Cisco also provided lukewarm guidance for the next quarter, helping to pull stocks down 7.7% in demand trading, and CFO Kelly Kramer pointed directly to the challenges in the service provider sector for that projection.
"Besides service providers, the rest of the business is up by one-digit numbers," Kramer said in an interview with MarketWatch after revenue.
Kramer explained that network providers are currently focusing on the consumer-facing element of their 5G rollout, i.e. the radio parts of the mobile phone towers, in the transition to the next generation of mobile phone service.
“They have to build massive infrastructure. They start with the radio part, which we don't even sell. When they start building the core networks, it will take up business. "

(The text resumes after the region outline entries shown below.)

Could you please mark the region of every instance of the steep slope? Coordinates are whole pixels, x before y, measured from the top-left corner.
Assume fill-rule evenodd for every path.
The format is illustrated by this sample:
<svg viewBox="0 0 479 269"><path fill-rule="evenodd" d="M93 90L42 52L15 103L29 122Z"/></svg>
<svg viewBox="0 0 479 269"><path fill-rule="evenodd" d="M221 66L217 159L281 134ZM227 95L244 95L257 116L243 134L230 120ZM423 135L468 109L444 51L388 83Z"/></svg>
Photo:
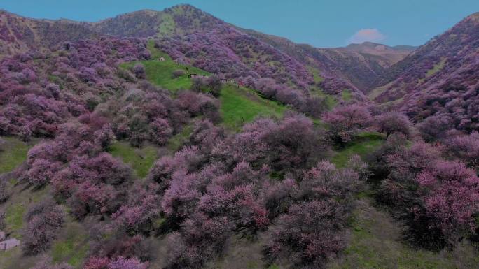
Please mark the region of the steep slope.
<svg viewBox="0 0 479 269"><path fill-rule="evenodd" d="M479 13L475 13L394 64L377 82L378 86L386 86L375 89L372 97L387 102L421 89L459 80L465 80L461 84L466 87L473 87L478 48Z"/></svg>
<svg viewBox="0 0 479 269"><path fill-rule="evenodd" d="M2 14L2 32L6 34L1 38L0 54L47 49L66 41L101 35L153 37L160 38L162 48L168 48L174 59L224 73L228 78L237 80L249 76L272 78L277 83L303 90L321 88L339 99L347 89L356 99L367 99L347 78L329 70L328 65L319 62L310 66L299 61L282 48L275 48L189 5L160 12L140 10L95 23L39 20Z"/></svg>
<svg viewBox="0 0 479 269"><path fill-rule="evenodd" d="M396 100L415 121L425 121L423 131L479 129L479 13L420 47L380 81L385 85L370 96Z"/></svg>
<svg viewBox="0 0 479 269"><path fill-rule="evenodd" d="M317 48L296 44L286 38L267 35L253 30L244 31L282 50L300 62L314 66L325 78L340 80L363 92L368 92L375 80L394 64L403 59L415 47L389 47L364 43L345 48Z"/></svg>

Cisco's weak prognosis has emerged in recent fears that technology spending is slowing, especially for hardware companies. The results also suggest a potential cooling off: Cisco's business operations were down 2%, up 9% in the third quarter, 1
"We saw some small indications of some macro offsets in July that we didn't see during the previous quarter," Robbins told analysts.
"We saw some weakness in the UK in business and then, frankly, in the US," admitted Robbins.
Weakness in China contributed to the decline in business, Robbins added. Cisco is not disinfected, or asked at all, to bid on contracts with major carriers in China, Kramer said. Cisco reported a 25% decline in the company's China operations in the quarter, but it accounts for only about 3% of Cisco's revenue. As far as the impact of customs duties in China, Cisco has moved some hardware production to other countries, offsetting some of the potential impact of software, as Kramer explained to MarketWatch earlier.
Investors are right to be nervous about technology consumption as the China-US trade war continues. Cisco did not release fears of a macroeconomic slowdown on Wednesday, but pointed to potential help along the way as the 5G major transition turns to equipment.